AgentSkillsCN

infrastructure-orchestration

适用于以下场景:(1) 启动或停止服务;(2) 进行 Docker 操作;(3) 执行部署任务;(4) 服务之间存在依赖关系;(5) 需要协调多项服务。通过编排脚本而非单条命令,确保服务管理得当。避免服务管理失误,保障服务启动与关闭的有序流程。

SKILL.md
--- frontmatter
name: infrastructure-orchestration
description: Use when - (1) Starting/stopping services, (2) Docker operations, (3) Deployment tasks, (4) Service dependencies exist, (5) Multiple services need coordination. Ensures proper service management using orchestration scripts instead of individual commands.

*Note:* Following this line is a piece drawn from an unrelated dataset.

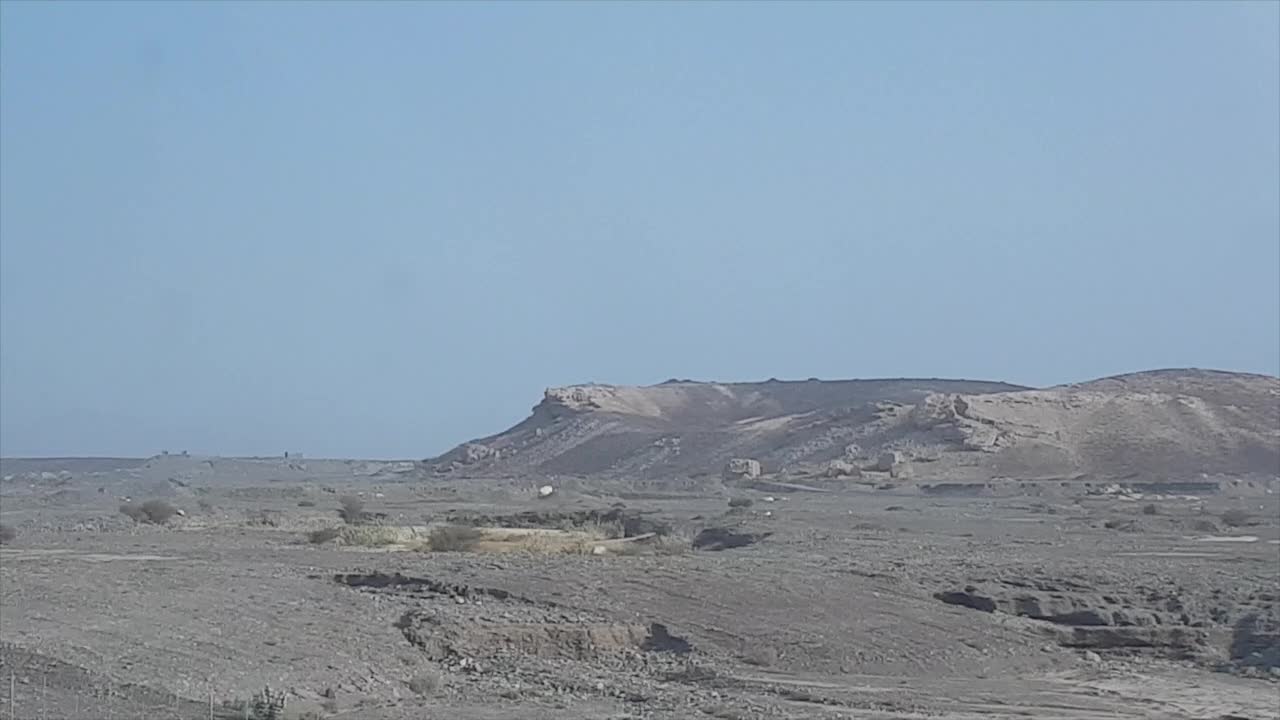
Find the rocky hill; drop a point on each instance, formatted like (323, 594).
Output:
(1164, 424)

Prevents service management errors and ensures proper startup/shutdown sequences.

Infrastructure Orchestration Protocol

This skill ensures services are managed through proper orchestration scripts, preventing dependency issues and maintaining correct startup/shutdown sequences.

Core Principle

NEVER start/stop individual services when orchestration exists

  • MUST search for orchestration scripts: start.sh, launch.sh, stop.sh, docker-compose.yml
  • MUST use orchestration for ALL service operations
  • MUST follow sequence: Stop ALL → Change → Start ALL → Verify
  • MUST test complete lifecycle

Orchestration Discovery

Step 1: Find Orchestration Scripts

bash
# Search for orchestration files
fd -t f "(start|launch|stop|restart|run|up|down)\.(sh|bash|py)"
fd "docker-compose.*\.ya?ml"
fd "Makefile"
fd "(package|composer|Gemfile|requirements)"

# Check common locations
ls scripts/ | rg "(start|stop|launch)"
ls bin/ | rg "(start|stop|launch)"
ls . | rg "docker-compose"

# Check for process managers
rg "supervisor|systemd|pm2|forever" --type yaml --type json

Step 2: Understand Dependencies

python
def analyze_service_dependencies():
    """Map out service dependency graph."""

    dependencies = {}

    # Parse docker-compose.yml
    if Path("docker-compose.yml").exists():
        with open("docker-compose.yml") as f:
            compose = yaml.load(f)
            for service, config in compose.get('services', {}).items():
                dependencies[service] = config.get('depends_on', [])

    # Parse start scripts
    start_scripts = find_files("start*.sh")
    for script in start_scripts:
        deps = extract_service_order(script)
        dependencies.update(deps)

    return create_dependency_graph(dependencies)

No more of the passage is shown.